CALTANISSETTA – È il simbolo silenzioso di un’epoca, un gigante d’acciaio che per decenni ha portato la voce dell’Italia oltre i confini nazionali. E oggi, mentre si discute della sua demolizione, cresce la mobilitazione nel mondo tecnico e accademico. Tra gli interventi più significativi, quello dell’ingegnere strutturista Francesco Ippolito, che su LinkedIn ha condiviso una riflessione dettagliata e appassionata sull’importanza dell’antenna Rai di Caltanissetta, la struttura in acciaio più alta d’Italia.
“La struttura in acciaio più alta del Paese non è un grattacielo, ma un’antenna”, scrive Ippolito. Si tratta della storica torre RAI che svetta per 286 metri sulla collina di Sant’Anna. Un’opera ingegneristica realizzata tra il 1949 e il 1951, che per anni ha rappresentato un primato europeo: fino al 1965, era la più alta d’Europa prima di essere superata dalla Belmont Transmitting Station nel Regno Unito.
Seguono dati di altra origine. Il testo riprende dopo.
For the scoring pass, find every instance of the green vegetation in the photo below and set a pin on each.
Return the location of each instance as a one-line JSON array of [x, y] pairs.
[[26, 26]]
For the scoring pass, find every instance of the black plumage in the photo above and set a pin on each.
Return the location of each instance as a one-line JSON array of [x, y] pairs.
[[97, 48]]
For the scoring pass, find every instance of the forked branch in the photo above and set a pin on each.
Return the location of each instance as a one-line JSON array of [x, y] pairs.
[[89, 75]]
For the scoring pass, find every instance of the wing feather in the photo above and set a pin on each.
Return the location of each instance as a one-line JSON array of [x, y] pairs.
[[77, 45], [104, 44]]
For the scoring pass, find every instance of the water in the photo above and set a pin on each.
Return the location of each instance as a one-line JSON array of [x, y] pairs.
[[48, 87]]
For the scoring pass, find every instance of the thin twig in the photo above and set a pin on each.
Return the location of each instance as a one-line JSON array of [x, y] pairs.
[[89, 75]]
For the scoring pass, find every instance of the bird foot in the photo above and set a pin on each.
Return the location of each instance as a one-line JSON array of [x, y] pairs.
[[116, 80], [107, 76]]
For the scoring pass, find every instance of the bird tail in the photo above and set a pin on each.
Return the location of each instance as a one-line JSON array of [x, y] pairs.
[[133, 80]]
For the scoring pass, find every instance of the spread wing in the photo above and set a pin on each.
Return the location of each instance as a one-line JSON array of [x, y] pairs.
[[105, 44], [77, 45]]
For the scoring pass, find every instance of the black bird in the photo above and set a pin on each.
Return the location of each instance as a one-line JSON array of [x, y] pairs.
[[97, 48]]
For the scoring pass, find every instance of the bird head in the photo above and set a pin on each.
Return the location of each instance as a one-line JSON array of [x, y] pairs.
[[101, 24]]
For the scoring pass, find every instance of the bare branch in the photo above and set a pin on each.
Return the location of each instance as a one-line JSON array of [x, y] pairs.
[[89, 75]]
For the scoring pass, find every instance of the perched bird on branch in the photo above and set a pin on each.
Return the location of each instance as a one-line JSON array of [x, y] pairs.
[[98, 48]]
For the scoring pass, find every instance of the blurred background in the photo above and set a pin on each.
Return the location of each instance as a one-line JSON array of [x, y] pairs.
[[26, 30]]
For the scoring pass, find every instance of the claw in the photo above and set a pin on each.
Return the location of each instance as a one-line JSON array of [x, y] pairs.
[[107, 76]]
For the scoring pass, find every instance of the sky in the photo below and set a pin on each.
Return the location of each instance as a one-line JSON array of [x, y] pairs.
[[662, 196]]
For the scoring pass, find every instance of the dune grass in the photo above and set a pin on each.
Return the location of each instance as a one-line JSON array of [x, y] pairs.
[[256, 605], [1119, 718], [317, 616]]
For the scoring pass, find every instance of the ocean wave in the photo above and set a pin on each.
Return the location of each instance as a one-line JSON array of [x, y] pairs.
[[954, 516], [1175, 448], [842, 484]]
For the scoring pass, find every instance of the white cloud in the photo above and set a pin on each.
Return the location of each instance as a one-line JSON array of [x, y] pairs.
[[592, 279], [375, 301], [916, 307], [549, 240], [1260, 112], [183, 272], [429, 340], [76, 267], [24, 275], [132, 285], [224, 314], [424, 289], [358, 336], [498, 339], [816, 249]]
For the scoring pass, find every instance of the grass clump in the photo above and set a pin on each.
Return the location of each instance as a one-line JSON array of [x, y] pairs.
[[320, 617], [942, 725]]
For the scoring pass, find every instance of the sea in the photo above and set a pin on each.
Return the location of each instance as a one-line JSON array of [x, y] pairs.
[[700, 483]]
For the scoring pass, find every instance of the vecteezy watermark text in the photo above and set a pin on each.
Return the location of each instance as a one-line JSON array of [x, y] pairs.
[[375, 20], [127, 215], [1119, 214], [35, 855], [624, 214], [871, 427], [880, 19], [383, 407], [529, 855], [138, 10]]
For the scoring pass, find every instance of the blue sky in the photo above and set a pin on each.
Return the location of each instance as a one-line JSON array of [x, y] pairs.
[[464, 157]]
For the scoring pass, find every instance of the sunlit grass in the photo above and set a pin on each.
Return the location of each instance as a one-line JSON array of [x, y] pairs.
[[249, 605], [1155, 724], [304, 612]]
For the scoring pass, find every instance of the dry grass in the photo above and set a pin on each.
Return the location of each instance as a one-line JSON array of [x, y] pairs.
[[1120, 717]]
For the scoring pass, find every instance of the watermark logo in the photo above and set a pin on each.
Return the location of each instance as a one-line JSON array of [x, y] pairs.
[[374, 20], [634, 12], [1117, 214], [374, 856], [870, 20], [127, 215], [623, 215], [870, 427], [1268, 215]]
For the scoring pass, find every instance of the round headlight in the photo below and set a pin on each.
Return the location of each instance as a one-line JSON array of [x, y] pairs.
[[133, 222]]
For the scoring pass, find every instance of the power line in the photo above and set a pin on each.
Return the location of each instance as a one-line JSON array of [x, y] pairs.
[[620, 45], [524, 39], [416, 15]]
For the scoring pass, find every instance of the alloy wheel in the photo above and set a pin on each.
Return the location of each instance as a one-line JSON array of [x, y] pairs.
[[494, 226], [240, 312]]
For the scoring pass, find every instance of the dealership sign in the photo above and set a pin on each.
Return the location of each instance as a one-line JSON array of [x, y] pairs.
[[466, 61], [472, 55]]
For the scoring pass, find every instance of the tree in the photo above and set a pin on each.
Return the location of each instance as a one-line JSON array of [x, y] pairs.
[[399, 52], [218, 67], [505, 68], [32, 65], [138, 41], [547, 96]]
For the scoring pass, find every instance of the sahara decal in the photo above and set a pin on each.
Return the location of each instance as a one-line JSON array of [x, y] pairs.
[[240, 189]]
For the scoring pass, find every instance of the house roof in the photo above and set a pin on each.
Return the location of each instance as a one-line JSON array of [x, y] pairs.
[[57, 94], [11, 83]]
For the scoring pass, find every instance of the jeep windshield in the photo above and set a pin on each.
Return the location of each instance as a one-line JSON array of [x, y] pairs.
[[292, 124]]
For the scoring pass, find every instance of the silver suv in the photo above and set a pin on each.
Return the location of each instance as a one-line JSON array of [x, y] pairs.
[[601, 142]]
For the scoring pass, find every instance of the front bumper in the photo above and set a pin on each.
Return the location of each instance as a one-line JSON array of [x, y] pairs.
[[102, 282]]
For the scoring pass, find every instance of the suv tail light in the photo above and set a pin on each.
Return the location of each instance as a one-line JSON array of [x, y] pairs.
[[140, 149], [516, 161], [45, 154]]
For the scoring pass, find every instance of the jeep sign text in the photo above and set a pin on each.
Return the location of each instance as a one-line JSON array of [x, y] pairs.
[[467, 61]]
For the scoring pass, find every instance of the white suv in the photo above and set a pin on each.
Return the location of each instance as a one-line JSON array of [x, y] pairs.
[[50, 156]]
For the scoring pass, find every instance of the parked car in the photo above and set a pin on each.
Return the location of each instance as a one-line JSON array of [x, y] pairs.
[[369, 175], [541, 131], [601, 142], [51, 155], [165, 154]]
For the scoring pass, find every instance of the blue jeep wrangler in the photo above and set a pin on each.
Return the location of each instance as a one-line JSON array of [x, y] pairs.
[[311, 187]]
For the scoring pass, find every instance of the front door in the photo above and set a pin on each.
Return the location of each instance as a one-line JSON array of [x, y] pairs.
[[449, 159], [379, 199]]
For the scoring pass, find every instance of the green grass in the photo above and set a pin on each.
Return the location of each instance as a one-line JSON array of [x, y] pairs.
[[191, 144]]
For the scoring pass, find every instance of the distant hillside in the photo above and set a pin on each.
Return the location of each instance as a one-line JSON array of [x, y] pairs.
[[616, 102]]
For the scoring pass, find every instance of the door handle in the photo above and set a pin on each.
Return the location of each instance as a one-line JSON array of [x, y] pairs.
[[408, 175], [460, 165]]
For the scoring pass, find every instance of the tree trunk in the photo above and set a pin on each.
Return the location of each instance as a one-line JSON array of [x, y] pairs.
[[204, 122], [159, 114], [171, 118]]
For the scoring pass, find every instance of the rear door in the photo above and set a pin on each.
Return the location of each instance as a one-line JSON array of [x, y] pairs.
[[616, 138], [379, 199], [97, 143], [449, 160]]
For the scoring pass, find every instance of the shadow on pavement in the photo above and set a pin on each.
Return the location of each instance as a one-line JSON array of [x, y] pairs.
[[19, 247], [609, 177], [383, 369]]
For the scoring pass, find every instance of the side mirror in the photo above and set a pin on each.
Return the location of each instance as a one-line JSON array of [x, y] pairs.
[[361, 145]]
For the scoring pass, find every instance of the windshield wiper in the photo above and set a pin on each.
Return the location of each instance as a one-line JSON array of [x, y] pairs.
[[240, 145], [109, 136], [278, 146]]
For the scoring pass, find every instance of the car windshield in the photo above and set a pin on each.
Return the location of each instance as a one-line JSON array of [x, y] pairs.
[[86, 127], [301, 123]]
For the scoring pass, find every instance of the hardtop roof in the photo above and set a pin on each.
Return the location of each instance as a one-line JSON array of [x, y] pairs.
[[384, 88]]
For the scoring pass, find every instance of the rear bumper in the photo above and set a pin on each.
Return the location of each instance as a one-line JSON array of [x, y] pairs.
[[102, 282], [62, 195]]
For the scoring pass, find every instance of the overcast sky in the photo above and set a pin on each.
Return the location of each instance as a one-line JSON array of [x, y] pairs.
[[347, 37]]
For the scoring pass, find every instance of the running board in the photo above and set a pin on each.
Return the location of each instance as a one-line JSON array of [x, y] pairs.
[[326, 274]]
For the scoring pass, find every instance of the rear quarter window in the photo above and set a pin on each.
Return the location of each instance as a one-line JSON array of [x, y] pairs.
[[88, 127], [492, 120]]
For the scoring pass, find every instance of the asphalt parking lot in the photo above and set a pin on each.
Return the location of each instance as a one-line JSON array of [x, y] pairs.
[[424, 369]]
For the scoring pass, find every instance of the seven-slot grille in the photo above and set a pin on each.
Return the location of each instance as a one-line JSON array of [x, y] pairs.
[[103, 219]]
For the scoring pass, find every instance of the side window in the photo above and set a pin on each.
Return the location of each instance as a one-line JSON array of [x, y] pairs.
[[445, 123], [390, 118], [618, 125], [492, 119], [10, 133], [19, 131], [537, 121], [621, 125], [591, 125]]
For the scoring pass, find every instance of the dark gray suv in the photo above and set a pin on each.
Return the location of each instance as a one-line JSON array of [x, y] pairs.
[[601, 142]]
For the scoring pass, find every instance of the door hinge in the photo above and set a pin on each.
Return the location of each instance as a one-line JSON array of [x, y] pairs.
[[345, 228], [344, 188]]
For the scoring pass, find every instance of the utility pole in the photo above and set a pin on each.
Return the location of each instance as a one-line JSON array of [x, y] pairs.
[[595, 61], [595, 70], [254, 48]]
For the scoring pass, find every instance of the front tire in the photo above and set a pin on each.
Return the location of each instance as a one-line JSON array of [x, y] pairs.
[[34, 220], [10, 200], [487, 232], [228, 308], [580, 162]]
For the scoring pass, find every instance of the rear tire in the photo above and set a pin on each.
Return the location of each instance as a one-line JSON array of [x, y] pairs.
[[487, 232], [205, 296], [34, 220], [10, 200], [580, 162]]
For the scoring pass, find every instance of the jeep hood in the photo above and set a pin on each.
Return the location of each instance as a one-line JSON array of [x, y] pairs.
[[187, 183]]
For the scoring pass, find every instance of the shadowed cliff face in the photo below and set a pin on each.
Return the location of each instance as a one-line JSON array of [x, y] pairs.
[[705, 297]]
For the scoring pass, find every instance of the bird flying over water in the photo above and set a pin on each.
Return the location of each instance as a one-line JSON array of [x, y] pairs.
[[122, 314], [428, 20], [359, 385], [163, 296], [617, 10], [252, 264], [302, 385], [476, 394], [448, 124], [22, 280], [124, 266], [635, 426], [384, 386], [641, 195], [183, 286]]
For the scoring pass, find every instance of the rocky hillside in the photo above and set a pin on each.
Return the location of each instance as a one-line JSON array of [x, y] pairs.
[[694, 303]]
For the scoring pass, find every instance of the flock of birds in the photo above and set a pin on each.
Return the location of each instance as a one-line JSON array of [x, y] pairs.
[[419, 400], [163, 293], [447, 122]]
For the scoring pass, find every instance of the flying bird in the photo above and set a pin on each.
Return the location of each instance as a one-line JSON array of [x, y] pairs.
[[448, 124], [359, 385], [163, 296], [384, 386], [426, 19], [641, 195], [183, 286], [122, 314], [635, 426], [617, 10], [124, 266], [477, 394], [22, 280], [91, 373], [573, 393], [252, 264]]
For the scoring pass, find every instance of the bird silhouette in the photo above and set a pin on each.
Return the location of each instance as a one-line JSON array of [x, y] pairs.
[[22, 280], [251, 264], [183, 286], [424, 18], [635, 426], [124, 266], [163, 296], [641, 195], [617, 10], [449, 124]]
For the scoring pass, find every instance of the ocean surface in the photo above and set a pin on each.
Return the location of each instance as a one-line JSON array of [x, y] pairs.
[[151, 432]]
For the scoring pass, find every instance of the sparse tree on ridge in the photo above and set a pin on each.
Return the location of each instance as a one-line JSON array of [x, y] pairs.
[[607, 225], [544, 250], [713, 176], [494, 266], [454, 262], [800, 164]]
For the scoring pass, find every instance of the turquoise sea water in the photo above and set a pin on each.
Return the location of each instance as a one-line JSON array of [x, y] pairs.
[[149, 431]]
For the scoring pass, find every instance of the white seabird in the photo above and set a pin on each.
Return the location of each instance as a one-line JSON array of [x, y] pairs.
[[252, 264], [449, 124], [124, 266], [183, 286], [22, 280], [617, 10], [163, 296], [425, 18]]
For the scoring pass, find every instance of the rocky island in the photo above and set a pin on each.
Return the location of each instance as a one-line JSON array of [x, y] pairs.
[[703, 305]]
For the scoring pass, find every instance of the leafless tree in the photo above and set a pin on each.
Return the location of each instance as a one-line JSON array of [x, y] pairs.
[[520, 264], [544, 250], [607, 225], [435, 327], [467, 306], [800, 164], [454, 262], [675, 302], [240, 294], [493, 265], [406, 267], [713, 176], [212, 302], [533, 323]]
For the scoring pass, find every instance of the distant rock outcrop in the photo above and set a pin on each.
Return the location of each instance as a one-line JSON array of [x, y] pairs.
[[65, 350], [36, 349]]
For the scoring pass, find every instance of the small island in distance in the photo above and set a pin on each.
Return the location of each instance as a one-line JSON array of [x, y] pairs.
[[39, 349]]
Il professionista ne ricostruisce la genesi tecnica: “Realizzata in traliccio metallico autoportante, con moduli prefabbricati da 7,6 metri, bullonati e con una base incernierata su isolatori in porcellana da oltre una tonnellata. Otto funi in acciaio garantiscono la stabilità laterale e gli ancoraggi sono saldamente fissati nel calcestruzzo armato. Un’opera da 118 tonnellate, realizzata con calcolo manuale e intelligenza progettuale”.
Un patrimonio industriale che ha avuto anche un ruolo strategico nella storia della radiodiffusione italiana. La torre faceva parte del grande centro RAI di trasmissione in onde lunghe, medie e corte verso il Mediterraneo e il Nord Africa. Era l’unico impianto italiano capace di trasmettere in onde lunghe.
Ma oggi quella struttura è spenta. Dal 2012 l’impianto non è più in funzione, dopo la progressiva dismissione della trasmissione in modulazione di ampiezza. La manutenzione è costosa e RAI Way ha avviato da tempo le pratiche per la demolizione. “L’ultima riverniciatura risale al 1982 – ricorda Ippolito – e il tempo ha fatto il suo corso. Il Comune di Caltanissetta ha tentato di salvarla, si è parlato di un museo, di farne un simbolo. Ma le soluzioni sono rimaste in sospeso”.
Ecco allora la riflessione che l’ingegnere propone come monito: “Questo non è solo un fatto locale. È una domanda nazionale: quanto vale davvero il nostro patrimonio tecnico e industriale?”. Un quesito che interroga non solo i tecnici, ma l’intero Paese, chiamato a decidere se salvare o cancellare un’opera che rappresenta un pezzo importante della storia ingegneristica italiana.